The first scheduling problem studied here is makespan minimization. Our goal is to minimize the makespan subject to an upper bound on the total rejection cost. Thus, using the standard three-field formulation of scheduling problems, the first problem studied here is

$$ {\mathbf{P1}}:Fm/LE,p_{ijr} = p_{jr} ,\mathop \sum \limits_{j \in R} e_{j} \le E/C_{ \hbox{max} } . $$

The second problem solved here is minimizing the total completion time, subject to an upper bound on the total permitted rejection cost:

$$ {\mathbf{P2}}:Fm/LE,p_{ijr} = p_{jr} ,\mathop \sum \limits_{j \in R} e_{j} \le E/{\text{TCT}} . $$

The third problem is minimizing the total load subject to E:

$$ {\mathbf{P3}}:Fm/LE,p_{ijr} = p_{jr} ,\mathop \sum \limits_{j \in R} e_{j} \le E/{\text{TL}} . $$

3 Minimizing makespan

Zhang et al. (2010) proved that the single-machine version with no learning effect \( \left( {1/\sum\nolimits_{j \in R} {e_{j} } \le E/C_{\hbox{max} } } \right) \) is NP-hard in the ordinary sense, implying that the extension to a flowshop is at least NP-hard in the ordinary sense. In this section, we introduce an efficient pseudopolynomial dynamic programming algorithm, proving that problem P1 remains NP-hard in the ordinary sense. Mosheiov (2001) proved that the single-machine version with learning effect and no job rejection \( 1/LE/C_{\hbox{max} } \) is solved by sequencing the jobs in SPT (shortest processing time first) order with respect to the basic processing times. We prove in the following that SPT remains optimal (for the processed jobs) in the more general setting of P1 (assuming a flowshop and job rejection).

Proposition 1

An optimal schedule exists for problem P1 such that the processed (nonrejected) jobs are sequenced in SPT order (with respect to the basic processing times).

Proof

By a pairwise interchange argument. Consider a sequence \( S_{1} \) which is not SPT. Let \( i \) and \( j \) be the first pair of consecutive jobs which does not follow SPT order, i.e., \( p_{i} > p_{j} \). Assume that job \( i \) is in position \( r \) and job \( j \) is in position \( r + 1 \). Note that in \( S_{1} \) there is no idle time between jobs \( i \) and \( j \) because \( p_{i} r^{a} > p_{j} (r + 1)^{a} \). Let \( k \) be the job preceding job \( i \) (i.e., processed in position \( r - 1 \)). [Note that, since \( i \) and \( j \) is the first pair of consecutive jobs which violates the SPT property, it is clear that \( p_{k} \le p_{i} \). Moreover, we can assume without loss of generality that \( p_{k} \le p_{j} \) because otherwise, after the pairwise interchange of jobs \( i \) and \( j \) (see below), the resulting sequence is not SPT, and an additional interchange of \( k \) and \( j \) is required. Such interchanges may be repeated until all jobs prior to and including \( j \) are ordered according to SPT.] Also, let \( t \) denote the completion time of job \( k \) on machine 1 (and the starting time of job \( i \) on machine 1).

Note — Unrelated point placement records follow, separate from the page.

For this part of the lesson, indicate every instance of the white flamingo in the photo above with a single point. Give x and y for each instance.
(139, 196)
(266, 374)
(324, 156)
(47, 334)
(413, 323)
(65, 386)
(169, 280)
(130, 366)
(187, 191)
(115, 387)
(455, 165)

The sequence \( S_{2} \) is obtained from \( S_{1} \) by interchanging jobs \( i \) and \( j \).

Case 1: \( p_{i} r^{a} \ge p_{k} \left( {r - 1} \right)^{a} \). (In \( S_{1} \) job \( i \) is processed along the flowshop with no delay.)

In this case, the completion time of job \( j \) is

$$ C_{j} \left( {S_{1} } \right) = t + p_{i} r^{a} m + p_{j} \left( {r + 1} \right)^{a} . $$

Subcase 1.1: After the job interchange, job \( i \) in position \( r + 1 \) remains larger than job \( j \) in position \( r \), i.e., \( p_{i} \left( {r + 1} \right)^{a} \ge p_{j} r^{a} \) (and an idle time is created between jobs \( j \) and \( i \)).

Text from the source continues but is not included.